Abstract
Abstract
Inborn errors of metabolism (IEM) are genetic diseases caused by mutations in enzymes or transporters affecting specific metabolic reactions that cause a block in the physiological metabolic fluxes. Therapeutic treatment can be achieved either by decreasing the metabolic flux upstream of the block or by increasing the flux downstream of the block. The identification of upstream and downstream fluxes however is not trivial, since metabolic reactions are intertwined in a complex network. To overcome this problem, we propose an innovative computational workflow to model the alteration of metabolism caused by IEM and predict the metabolites and reactions that are affected by the mutation. Our workflow exploits a recent genome-scale metabolic network model of hepatocyte metabolism to identify metabolites accumulating in hepatocytes due to single gene mutations in IEM via an innovative “differential flux analysis.” We simulated 38 IEMs in the liver, and in about half of the cases, our workflow correctly identified the metabolites known to accumulate in the blood and urine of IEM patients.
1. Introduction
These disorders are generally caused by single-gene mutations (monogenic) causing a loss- or gain-of-function1 in the encoded protein (usually an enzyme or a transporter). The accepted explanation for the pathogenesis of IEM diseases is that a mutated enzyme will cause an altered metabolic flux in the same pathway of which it is a part. Therapeutic avenues include dietary restrictions or supplements, enzyme replacement therapy where possible, or substrate reduction therapy (Lanpher et al., 2006). The hypothesis underlying such therapeutic strategies is that treatment can be achieved if the block in the physiological metabolic fluxes caused by an IEM can be restored. This can be achieved either by decreasing the metabolic flux upstream of the block or by increasing the flux downstream of the block. The identification of upstream and downstream fluxes, however, is not as trivial as it may seem since metabolic reactions are intertwined in a complex network, which may give rise to unpredictable behaviors if perturbed even by a single gene mutation.1
Our work builds on the hypothesis that a genome-scale metabolic network model of hepatocyte metabolism (Gille et al., 2010) may be used to identify novel therapeutic targets whose modulation can restore the physiological metabolic fluxes in inborn errors of liver metabolism. Moreover, it may also explain the pathomechanism of IEM, which may have been missed by currently biased approaches and may allow the identification of novel disease biomarkers.
Toward this goal, we first extended the HepatoNet1 model (Gille et al., 2010), which comprises 2539 reactions for 777 metabolites to include enzymes whose function is specifically altered in liver IEM disorders such as Primary HyperOxaluria Type I and II (PH1 and PH2). We then developed an innovative computational workflow to predict the metabolites and reactions that are the most affected by a single gene gain- or loss-of-function mutation typical of inborn errors of liver metabolism (Lanpher et al., 2006).

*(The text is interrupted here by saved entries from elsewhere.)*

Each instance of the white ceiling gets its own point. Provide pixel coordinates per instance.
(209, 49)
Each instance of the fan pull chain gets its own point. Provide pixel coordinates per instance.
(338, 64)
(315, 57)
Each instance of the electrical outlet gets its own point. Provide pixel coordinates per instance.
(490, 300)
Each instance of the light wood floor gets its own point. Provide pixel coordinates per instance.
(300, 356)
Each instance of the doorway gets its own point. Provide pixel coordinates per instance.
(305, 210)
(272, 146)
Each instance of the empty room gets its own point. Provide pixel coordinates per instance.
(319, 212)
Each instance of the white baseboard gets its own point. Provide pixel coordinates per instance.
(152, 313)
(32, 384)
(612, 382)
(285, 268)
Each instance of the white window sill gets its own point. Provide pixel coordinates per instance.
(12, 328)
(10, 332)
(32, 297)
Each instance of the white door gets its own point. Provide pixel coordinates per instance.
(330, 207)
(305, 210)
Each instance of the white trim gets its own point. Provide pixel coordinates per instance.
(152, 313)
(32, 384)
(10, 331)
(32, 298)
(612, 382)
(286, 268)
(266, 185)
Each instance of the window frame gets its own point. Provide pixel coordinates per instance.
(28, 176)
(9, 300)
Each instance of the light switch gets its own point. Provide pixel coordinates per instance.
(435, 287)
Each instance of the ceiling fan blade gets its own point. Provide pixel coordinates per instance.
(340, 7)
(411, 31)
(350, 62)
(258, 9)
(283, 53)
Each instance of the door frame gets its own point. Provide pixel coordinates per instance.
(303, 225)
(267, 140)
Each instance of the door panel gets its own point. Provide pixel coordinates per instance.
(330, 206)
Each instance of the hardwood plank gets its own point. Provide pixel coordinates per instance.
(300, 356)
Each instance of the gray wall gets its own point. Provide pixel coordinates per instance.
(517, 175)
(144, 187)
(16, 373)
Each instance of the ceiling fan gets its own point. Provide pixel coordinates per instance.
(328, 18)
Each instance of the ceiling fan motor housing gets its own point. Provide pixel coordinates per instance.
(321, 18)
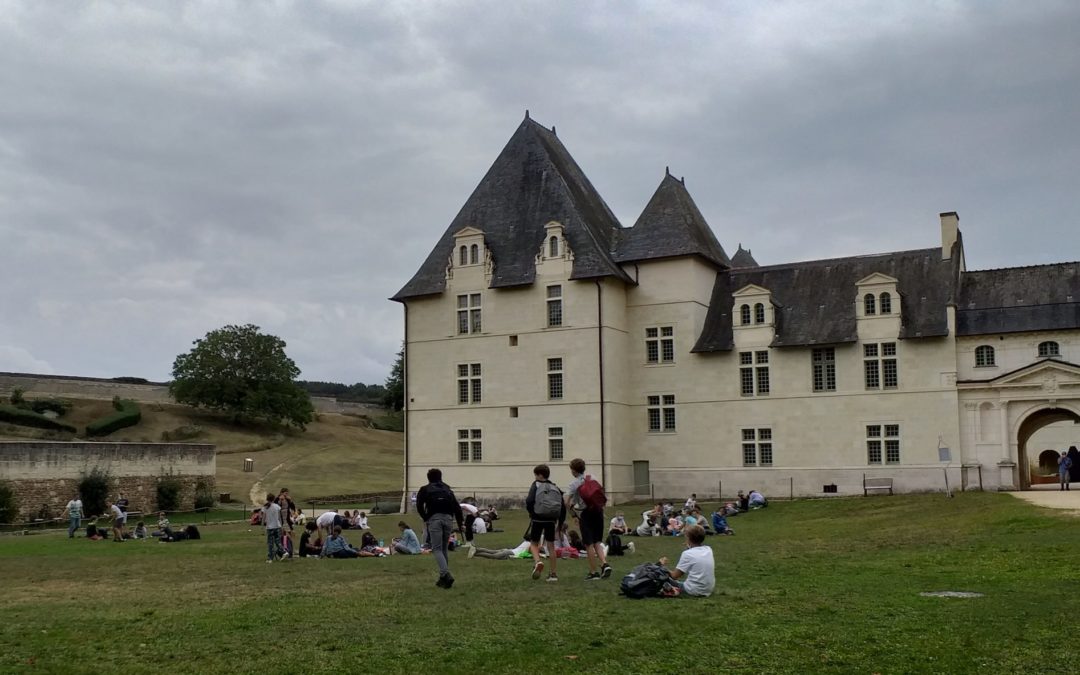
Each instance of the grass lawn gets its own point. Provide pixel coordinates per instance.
(826, 585)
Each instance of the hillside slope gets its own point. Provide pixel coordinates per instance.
(338, 454)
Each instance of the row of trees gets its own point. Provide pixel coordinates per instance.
(244, 373)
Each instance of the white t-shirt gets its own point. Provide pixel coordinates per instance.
(699, 569)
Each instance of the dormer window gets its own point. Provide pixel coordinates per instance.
(869, 305)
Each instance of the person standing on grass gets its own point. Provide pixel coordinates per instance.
(585, 499)
(437, 505)
(271, 520)
(547, 510)
(118, 521)
(75, 515)
(696, 564)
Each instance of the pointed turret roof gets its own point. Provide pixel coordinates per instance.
(531, 183)
(743, 258)
(671, 226)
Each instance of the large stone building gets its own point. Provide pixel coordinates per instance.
(539, 329)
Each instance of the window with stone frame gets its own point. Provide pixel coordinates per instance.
(661, 413)
(469, 383)
(555, 449)
(1049, 349)
(660, 345)
(469, 313)
(880, 367)
(470, 445)
(554, 306)
(555, 378)
(823, 365)
(757, 447)
(882, 444)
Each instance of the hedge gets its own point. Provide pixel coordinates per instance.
(127, 415)
(29, 418)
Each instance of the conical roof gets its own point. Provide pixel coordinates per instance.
(531, 183)
(671, 226)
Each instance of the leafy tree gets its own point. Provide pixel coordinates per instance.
(239, 370)
(395, 383)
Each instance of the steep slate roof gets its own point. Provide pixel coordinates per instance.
(670, 226)
(531, 183)
(815, 300)
(1044, 297)
(742, 258)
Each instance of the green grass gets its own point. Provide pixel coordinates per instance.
(804, 586)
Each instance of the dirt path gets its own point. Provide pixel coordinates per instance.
(1052, 499)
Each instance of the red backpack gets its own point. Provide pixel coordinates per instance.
(592, 494)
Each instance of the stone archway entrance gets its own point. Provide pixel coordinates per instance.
(1034, 422)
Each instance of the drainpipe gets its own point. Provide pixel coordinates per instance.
(599, 352)
(405, 499)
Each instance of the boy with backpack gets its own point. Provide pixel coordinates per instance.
(547, 510)
(586, 499)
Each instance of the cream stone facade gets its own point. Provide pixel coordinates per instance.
(540, 329)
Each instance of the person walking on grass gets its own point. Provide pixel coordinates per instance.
(437, 505)
(547, 509)
(271, 520)
(585, 498)
(75, 515)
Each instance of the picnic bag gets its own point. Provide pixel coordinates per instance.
(592, 494)
(549, 501)
(646, 580)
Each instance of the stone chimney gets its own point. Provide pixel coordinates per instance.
(950, 231)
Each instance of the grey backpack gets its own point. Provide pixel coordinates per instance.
(549, 501)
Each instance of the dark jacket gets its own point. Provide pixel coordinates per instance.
(428, 502)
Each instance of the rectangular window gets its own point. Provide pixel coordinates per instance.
(661, 413)
(469, 382)
(879, 366)
(554, 378)
(882, 437)
(660, 345)
(823, 362)
(469, 313)
(757, 447)
(754, 381)
(555, 443)
(554, 306)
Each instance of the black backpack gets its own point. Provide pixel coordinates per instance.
(646, 580)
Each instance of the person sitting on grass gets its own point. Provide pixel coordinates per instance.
(336, 547)
(521, 551)
(720, 523)
(696, 564)
(407, 543)
(309, 547)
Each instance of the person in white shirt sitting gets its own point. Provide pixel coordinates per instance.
(696, 565)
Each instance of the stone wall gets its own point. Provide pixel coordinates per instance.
(49, 473)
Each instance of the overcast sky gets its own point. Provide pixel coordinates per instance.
(171, 167)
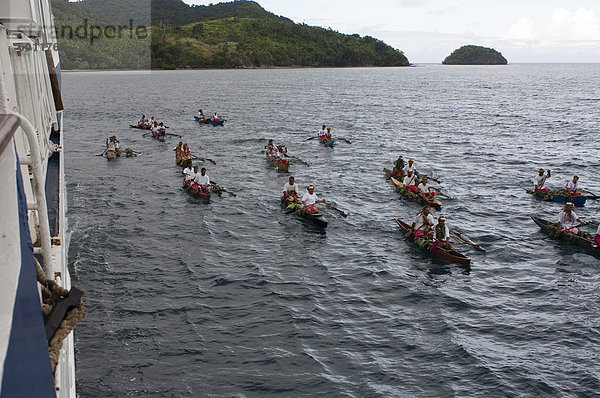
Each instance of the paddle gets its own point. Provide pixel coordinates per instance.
(464, 239)
(439, 191)
(591, 195)
(220, 188)
(331, 206)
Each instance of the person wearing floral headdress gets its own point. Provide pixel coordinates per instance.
(309, 199)
(539, 180)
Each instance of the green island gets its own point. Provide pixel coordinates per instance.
(169, 34)
(475, 55)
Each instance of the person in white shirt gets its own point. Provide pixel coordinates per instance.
(571, 187)
(422, 223)
(188, 172)
(441, 234)
(202, 180)
(290, 190)
(425, 189)
(539, 180)
(309, 199)
(567, 219)
(322, 132)
(410, 166)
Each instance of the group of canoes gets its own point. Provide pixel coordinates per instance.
(215, 120)
(567, 226)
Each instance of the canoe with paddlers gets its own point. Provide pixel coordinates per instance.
(194, 190)
(450, 255)
(209, 121)
(582, 239)
(281, 164)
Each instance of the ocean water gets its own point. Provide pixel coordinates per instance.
(236, 298)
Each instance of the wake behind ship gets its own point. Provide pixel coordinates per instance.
(39, 307)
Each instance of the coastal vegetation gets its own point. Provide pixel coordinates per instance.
(475, 55)
(238, 34)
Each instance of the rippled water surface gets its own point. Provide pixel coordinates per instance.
(236, 298)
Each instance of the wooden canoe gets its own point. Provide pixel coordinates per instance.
(314, 218)
(450, 255)
(436, 204)
(327, 143)
(550, 229)
(209, 121)
(283, 166)
(578, 200)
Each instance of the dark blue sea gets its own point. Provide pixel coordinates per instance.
(236, 298)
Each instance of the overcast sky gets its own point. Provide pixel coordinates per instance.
(429, 30)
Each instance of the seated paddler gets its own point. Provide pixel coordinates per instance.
(310, 199)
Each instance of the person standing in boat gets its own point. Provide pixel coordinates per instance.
(202, 180)
(441, 234)
(539, 180)
(322, 132)
(422, 223)
(410, 167)
(571, 187)
(178, 153)
(425, 190)
(310, 199)
(567, 219)
(410, 181)
(290, 190)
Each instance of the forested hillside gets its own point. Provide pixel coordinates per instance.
(238, 34)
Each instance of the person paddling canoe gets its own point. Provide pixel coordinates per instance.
(422, 223)
(441, 234)
(290, 190)
(309, 199)
(399, 167)
(322, 132)
(539, 180)
(202, 181)
(567, 219)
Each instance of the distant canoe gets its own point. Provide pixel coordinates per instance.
(550, 228)
(450, 255)
(327, 143)
(556, 196)
(314, 218)
(436, 204)
(137, 126)
(209, 121)
(283, 166)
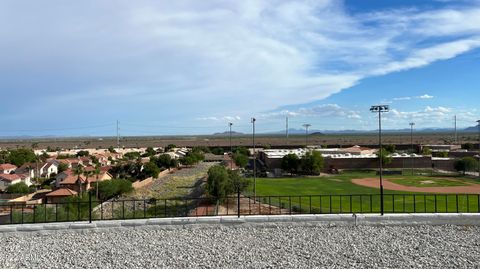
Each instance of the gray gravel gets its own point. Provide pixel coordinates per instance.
(219, 246)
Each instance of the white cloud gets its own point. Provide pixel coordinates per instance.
(407, 98)
(327, 110)
(425, 96)
(223, 118)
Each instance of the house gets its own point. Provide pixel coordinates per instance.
(68, 179)
(25, 178)
(357, 150)
(7, 168)
(74, 162)
(101, 177)
(86, 161)
(102, 159)
(30, 199)
(8, 179)
(59, 195)
(27, 168)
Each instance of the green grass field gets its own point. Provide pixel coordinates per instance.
(337, 194)
(428, 182)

The proposed workflow, in Figure 1, consists of four steps comprising the entire process of modeling, simulating, and in silico phenotyping of liver IEM, starting from the first genome-scale model of a comprehensive metabolic network of human hepatocytes (Gille et al., 2010). The first step concerns the genome-scale metabolic network reconstruction of liver metabolism. In the second one, flux balance analysis (Orth et al., 2010) is applied to the metabolic network to simulate physiological and pathological metabolic flux distributions. The third step involves a “differential flux analysis” (DFA), which we developed, to identify those metabolites and reactions predicted to be most affected by a gene loss- or gain-of-function. Finally, in order to evaluate the predicted in silico phenotypes, we simulated 38 IEMs affecting hepatocytes resulting from single mutation, and assessed if the metabolites identified by the DFA as the most affected include those metabolites known to be altered in the disease.

Steps of the workflow for studying the effect of gene perturbation on liver metabolism.

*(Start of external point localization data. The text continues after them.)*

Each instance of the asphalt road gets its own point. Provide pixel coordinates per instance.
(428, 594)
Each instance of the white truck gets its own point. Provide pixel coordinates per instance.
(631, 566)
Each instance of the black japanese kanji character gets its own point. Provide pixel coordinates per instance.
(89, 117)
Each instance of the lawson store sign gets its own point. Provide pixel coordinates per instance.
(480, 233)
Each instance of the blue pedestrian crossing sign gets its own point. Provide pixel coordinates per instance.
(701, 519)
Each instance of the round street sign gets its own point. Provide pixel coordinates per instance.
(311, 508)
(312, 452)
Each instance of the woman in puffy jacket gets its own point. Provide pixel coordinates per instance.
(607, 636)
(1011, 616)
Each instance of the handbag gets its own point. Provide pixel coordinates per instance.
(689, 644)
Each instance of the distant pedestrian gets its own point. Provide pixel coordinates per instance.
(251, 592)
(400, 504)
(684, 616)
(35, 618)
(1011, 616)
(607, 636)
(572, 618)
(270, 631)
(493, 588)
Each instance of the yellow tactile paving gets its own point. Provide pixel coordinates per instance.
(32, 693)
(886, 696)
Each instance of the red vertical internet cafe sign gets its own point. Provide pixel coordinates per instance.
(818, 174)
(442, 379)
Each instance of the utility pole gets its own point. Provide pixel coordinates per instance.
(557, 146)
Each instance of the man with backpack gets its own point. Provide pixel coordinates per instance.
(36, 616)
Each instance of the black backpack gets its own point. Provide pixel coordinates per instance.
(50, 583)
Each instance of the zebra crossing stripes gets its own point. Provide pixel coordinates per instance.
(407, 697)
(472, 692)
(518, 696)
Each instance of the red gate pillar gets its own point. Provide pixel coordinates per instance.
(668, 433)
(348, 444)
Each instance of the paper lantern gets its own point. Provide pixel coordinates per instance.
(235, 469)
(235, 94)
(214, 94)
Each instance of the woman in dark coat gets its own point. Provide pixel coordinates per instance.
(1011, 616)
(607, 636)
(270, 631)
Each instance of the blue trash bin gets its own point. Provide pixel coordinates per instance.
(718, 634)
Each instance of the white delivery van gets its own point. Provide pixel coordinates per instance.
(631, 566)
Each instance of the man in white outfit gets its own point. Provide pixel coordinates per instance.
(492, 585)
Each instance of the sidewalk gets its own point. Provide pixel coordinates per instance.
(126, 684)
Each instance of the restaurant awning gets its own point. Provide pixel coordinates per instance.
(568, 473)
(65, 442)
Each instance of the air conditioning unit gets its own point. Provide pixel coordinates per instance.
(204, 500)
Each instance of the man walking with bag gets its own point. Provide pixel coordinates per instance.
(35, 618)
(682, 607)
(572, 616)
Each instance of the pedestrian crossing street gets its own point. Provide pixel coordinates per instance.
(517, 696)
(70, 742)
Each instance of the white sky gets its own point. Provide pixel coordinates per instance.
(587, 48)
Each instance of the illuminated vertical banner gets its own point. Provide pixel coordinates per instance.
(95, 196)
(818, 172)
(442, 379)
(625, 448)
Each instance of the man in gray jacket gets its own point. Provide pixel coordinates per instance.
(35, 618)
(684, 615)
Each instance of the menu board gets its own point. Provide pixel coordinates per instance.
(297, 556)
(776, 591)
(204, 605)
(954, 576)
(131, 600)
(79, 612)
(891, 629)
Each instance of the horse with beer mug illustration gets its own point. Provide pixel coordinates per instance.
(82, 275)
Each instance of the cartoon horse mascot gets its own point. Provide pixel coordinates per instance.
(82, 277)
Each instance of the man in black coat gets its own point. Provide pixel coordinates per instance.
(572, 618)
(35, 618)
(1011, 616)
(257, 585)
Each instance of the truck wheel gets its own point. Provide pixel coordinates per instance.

We achieved very promising results from the application of our workflow, thus demonstrating for the first time that these genetic disorders can be modeled computationally and that the model can be used to identify new therapeutic targets in an unbiased and inexpensive way.
2. Material and Methods
2.1. Extension of a hepatocyte-specific genome-scale metabolic network model
Current genome-scale metabolic models provide a computational platform to study in silico the metabolic fluxes in a given condition and cell type. Recently, a genome-scale reconstruction of the metabolic network of the human hepatocyte HepatoNet1 (Gille et al., 2010) has been generated. In this network, 777 metabolites and 2539 reactions are arranged in six intracellular and two extracellular compartments, thus providing a model able to simulate a large set of known metabolic liver functions.
We extended HepatoNet1 to include: i) all the reactions and metabolites known to be involved in glyoxylate metabolism, causative of two IEM disorders (Primary Hyperoxaluria Type I and II), starting from published models (Duarte et al., 2007; Ma et al., 2007), public databases (Cerami et al., 2011; Kanehisa and Goto, 2000; Matthews et al., 2009), and literature analysis (Danpure, 2006; Danpure and Jennings, 1986); and ii) transport reactions useful to balance the fluxes in the different compartments. At the end of this step, we obtained a single tissue-specific metabolic model of human hepatocytes, which can be used to study hepatocyte functions. (A list of the new reactions and metabolites added can be found in Table 1).
(c), cytosol; (m), mitochondrial matrix; (p), peroxisome.
In order to validate this extended model, we performed producibility analysis to test that the model is able to produce all the compounds in the glyoxylate metabolism, as well as flux-balance analyses to establish a flux distribution for each of the different metabolic objectives listed in Gille et al (2010).
A metabolite xi is producible by a metabolic network if the network can sustain its synthesis under the steady state and thermodynamic constraints. To test the producibility of xi, we added a reaction rj in the cytoplasmic compartment that consumes xi, and then a flux-balance problem is solved to check if the network can produce strictly positive flux through rj.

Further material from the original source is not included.